Trafic de drogue et commerce de voitures d’occasion

L’information fait actuellement la une des medias internationaux. Le commerce des voitures d’occasion qui a pignon sur rue au Bénin, au Ghana ou au Togo, sert à financer le Hezbollah. En plus, le Libanais Maroun Saade, présenté comme lié au Hezbollah, est soupçonné par les Américains d’avoir corrompu des officiels togolais pour étouffer une enquête contre un certain Imad Zbid. Une mauvaise publicité à laquelle les autorités togolaises n’ont pas encore réagi.
Hezbollah un mouvement très controversé
Le Hezbollah qui signifie Parti de Dieu en arabe, est un mouvement politique chiite créé en réaction à l’invasion israélienne du Liban en 1982. Bien qu’étant un parti officiel au Liban, le Hezbollah est très critiqué par les pays occidentaux. Tenu pour responsable de nombreuses prises d’otages d’Occidentaux, pour l’essentiel diplomates et journalistes, et de soldats israéliens occupant le sud-Liban dans les années 1980 et de l’orchestration d’attentats spectaculaires et meurtriers contre les forces occidentales présentes au Liban à cette époque, le Hezbollah est placé sur la liste officielle des organisations terroristes du Canada, des Etats-Unis d’Amérique et de l’Australie.
Quant à la position de l’Union européenne (UE), elle est contrastée. Par la voix du président de l’Union en exercice au 1er août 2006, l’UE signale que le Hezbollah ne sera pas inscrit sur la liste des organisations terroristes; toutefois, le Conseil de l’Union européenne inclut l’officier supérieur des services de renseignements du Hezbollah Imad Fa’iz Mughniyah (alias Mughniyah, Imad Fayiz) sur sa liste de terroristes.
L’ONU ne classe pas le Hezbollah dans sa liste des organisations terroristes mais le Conseil de sécurité de l’ONU appelle à son désarmement.
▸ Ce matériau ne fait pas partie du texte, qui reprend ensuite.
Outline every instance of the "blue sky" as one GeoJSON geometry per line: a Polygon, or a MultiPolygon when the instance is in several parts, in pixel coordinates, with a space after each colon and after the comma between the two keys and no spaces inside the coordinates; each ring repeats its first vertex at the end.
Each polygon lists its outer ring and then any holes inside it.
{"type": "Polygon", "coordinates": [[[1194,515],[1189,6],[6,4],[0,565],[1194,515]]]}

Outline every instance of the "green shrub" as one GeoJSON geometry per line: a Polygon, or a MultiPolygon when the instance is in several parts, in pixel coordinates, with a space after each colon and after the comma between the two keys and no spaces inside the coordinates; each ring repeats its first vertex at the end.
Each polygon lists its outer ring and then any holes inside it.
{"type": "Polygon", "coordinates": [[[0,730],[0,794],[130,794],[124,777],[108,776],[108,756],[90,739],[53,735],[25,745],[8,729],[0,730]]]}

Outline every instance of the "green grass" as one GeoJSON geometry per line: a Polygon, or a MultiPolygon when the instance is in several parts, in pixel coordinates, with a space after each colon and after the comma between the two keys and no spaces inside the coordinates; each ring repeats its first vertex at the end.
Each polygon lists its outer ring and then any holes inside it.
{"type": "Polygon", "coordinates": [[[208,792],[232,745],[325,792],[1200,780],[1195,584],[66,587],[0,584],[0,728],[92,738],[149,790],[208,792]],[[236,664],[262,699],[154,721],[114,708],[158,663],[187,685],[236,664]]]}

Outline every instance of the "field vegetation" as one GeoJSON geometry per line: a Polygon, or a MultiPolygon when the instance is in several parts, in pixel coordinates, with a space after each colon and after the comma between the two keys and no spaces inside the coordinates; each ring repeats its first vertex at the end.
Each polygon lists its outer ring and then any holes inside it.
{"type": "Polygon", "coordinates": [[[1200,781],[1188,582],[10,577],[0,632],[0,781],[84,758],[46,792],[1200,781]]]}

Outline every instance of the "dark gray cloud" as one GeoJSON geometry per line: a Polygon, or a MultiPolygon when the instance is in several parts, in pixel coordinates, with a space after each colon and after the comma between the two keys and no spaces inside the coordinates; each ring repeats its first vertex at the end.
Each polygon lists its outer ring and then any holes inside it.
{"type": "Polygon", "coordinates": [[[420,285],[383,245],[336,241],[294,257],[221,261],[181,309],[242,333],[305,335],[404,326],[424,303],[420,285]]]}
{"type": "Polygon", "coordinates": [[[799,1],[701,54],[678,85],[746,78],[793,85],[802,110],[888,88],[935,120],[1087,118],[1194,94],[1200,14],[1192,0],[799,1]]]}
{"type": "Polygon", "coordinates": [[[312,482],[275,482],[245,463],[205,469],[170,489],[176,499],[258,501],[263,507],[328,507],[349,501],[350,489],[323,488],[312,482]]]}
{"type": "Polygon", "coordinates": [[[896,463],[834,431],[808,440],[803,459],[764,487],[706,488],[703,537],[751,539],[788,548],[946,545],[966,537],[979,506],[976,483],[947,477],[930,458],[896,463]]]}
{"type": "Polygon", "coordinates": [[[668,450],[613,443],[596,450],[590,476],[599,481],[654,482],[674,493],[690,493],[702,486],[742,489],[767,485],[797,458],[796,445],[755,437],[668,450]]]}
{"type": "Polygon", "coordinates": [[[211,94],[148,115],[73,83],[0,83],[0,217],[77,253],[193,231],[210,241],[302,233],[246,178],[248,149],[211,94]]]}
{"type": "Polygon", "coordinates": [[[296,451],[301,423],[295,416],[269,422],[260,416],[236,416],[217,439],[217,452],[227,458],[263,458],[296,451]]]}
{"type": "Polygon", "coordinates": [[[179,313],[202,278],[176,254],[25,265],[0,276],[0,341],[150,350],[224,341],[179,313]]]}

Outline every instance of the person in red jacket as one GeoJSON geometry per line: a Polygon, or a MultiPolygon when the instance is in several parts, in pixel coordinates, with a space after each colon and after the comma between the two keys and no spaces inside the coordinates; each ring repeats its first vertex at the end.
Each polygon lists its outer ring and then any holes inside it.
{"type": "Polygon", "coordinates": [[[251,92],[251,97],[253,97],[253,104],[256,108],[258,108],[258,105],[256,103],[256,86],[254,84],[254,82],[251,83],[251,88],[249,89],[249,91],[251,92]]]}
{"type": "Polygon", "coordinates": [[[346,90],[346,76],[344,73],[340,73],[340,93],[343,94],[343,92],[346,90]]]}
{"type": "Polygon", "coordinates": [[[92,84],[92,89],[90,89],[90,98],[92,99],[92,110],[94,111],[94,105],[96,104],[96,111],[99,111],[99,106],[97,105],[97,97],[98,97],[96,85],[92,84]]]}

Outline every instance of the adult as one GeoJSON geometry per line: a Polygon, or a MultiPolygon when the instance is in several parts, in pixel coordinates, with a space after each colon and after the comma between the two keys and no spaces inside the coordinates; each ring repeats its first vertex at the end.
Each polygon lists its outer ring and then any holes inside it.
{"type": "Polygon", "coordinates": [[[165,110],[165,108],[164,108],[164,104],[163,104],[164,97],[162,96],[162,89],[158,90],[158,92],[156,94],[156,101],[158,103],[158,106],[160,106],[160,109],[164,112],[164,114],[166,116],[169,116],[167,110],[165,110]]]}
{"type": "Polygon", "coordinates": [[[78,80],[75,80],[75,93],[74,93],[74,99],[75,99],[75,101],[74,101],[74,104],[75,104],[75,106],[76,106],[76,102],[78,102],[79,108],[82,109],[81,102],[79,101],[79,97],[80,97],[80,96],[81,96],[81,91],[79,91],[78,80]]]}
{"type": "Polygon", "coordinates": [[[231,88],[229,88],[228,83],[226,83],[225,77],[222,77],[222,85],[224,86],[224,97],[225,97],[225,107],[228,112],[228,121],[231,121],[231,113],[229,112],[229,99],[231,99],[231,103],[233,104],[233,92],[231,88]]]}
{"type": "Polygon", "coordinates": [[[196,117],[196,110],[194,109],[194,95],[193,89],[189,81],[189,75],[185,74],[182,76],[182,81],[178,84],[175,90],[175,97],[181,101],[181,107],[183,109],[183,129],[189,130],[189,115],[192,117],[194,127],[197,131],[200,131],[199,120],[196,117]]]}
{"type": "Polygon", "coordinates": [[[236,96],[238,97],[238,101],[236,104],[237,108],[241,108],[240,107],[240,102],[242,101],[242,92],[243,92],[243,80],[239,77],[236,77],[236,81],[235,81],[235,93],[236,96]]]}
En revanche, le mouvement est très populaire dans le monde arabo-musulman.
Selon les informations, le groupe est financé principalement par l’Iran et la Syrie, ainsi que par des fonds privés. Il est par ailleurs soupçonné de se financer par le biais de commerce de diamants illicites, de trafic de drogue, de racket, de contrebande. Il est accusé nommément par le Département d’État de trafic d’héroïne et de cannabis. Par exemple, suite à un coup de filet des polices brésiliennes et équatoriennes, mené le 21 juin 2005, mettant à jour un réseau international de trafic de drogues, des soupçons se portent sur ce mouvement comme éventuelle destination des fonds issus de ce trafic. Et les pays africains qui comptent une forte présence libanaise, sont souvent soupçonnés d’être la plaque tournante des trafics de tous genres.
Le Togo accusé
L’information est tombée jeudi 15 décembre 2011. Les autorités américaines ont annoncé avoir porté plainte devant un tribunal de Manhattan, contre plusieurs établissements libanais. Elles accusent ces établissements, notamment financiers, d’avoir participé au blanchiment de plus de 483 millions de dollars (225 milliards FCFA) via les Etats-Unis et l’Afrique de l’Ouest, en lien avec le trafic de drogue et le commerce de voitures d’occasion. « D’après le procureur de Manhattan, Preet Bharara, des centaines de millions de dollars ont été envoyés au Liban entre 2007 et 2011, à partir notamment du Bénin, du Togo et du Ghana. Une partie en liquide, via des courriers humains, l’autre via différents établissements libanais. Dans le collimateur des autorités américaines : la banque libano-canadienne, sur liste noire aux Etats-Unis depuis février dernier, pour des comptes ayant servi de lessiveuse d’argent sale. Parmi ses clients, un certain Ayman Joumaa, ressortissant libanais poursuivi aux Etats-Unis pour trafic de stupéfiants et blanchiment d’argent de la drogue entre l’Afrique de l’Ouest, l’Amérique latine, l’Europe et le Liban. Et cela en cheville avec des organisations criminelles mexicaines et colombiennes. D’autres établissements détenus par des Libanais, présentés comme liés au Hezbollah, sont visés par la plainte américaine. Sont ainsi cités la compagnie de change Hassan Ayash, le groupe Ellissa, actif dans l’importation de voitures d’occasion au Bénin, et Cybamar Swiss, une société de transport maritime chargée de l’acheminement des véhicules au Bénin et au Togo », rapporte RFI.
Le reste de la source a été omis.